The Takeover Attempt and The Transparency Problem

  • The discussion concludes by touching on crypto personality Robert Lesner's failed attempt to take over a publicly traded company, Liquor House. The incident highlighted the clash between crypto's "code is law" ethos and the complex legal defenses of traditional markets, such as the poison pill—a defensive tactic used by a target company's board to prevent a hostile takeover.
  • This leads to a broader point about transparency. While Lesner claimed "crypto fixes this," the hosts argue that crypto has its own severe transparency issues, citing the opaque treasury management and insider dealings of many projects.
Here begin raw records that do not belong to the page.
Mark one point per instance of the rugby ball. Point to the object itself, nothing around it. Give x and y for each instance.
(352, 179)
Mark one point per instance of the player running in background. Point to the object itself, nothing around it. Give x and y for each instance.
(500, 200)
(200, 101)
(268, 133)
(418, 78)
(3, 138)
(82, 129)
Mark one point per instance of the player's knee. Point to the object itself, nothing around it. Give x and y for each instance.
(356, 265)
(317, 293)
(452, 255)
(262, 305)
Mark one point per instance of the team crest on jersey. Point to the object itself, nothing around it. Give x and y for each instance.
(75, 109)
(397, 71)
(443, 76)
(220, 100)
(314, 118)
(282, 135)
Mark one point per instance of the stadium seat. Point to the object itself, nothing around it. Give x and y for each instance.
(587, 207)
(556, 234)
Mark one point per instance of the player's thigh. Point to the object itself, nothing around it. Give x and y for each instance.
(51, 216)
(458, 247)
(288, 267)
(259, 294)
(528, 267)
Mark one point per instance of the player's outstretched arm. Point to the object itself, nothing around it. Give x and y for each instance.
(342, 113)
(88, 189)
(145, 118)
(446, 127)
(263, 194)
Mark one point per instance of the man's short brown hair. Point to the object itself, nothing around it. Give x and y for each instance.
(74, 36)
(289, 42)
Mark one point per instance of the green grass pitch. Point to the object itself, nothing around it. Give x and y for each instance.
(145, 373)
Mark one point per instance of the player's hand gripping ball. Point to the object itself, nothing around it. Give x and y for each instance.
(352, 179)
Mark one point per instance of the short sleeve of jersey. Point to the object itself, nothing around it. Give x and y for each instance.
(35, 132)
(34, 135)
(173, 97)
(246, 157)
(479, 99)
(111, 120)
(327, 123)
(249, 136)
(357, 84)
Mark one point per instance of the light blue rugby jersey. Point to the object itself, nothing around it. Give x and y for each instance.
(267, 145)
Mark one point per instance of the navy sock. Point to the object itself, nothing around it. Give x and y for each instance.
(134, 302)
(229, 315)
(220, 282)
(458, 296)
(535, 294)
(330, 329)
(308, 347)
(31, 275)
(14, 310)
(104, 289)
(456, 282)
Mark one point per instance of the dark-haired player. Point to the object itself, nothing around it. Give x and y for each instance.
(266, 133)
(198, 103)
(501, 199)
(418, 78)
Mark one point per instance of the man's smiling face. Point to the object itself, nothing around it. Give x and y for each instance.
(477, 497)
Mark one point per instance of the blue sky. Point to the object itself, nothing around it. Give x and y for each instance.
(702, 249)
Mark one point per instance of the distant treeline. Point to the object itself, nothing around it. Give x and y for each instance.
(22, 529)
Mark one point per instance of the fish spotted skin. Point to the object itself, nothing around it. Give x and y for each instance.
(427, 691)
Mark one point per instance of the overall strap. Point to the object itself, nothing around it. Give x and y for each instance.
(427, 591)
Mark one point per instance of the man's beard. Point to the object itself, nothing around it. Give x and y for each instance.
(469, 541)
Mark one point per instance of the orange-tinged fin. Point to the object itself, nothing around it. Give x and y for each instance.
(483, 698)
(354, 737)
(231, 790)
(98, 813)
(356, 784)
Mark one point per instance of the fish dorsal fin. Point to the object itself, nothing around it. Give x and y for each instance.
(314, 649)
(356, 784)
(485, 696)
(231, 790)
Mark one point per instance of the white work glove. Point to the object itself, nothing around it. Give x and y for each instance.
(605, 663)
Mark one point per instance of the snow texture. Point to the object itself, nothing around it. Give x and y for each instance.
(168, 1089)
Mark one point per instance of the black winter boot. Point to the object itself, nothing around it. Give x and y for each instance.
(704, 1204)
  • This circles back to Pump.fun, where the lack of communication and clarity around their billion-dollar treasury is a source of major investor frustration.
  • Strategic Implication: The "on-chain transparency" narrative is often an oversimplification. Significant information asymmetry persists around foundation holdings, insider vesting, and OTC deals. Investors must demand radical transparency from projects, as it is a critical factor in assessing risk.

This episode highlights a market at a precarious crossroads, fueled by retail euphoria and novel financial instruments but shadowed by growing systemic risks. Investors and researchers must balance participation in the rally with rigorous diligence on treasury vehicles and demand greater transparency to navigate the inevitable volatility ahead.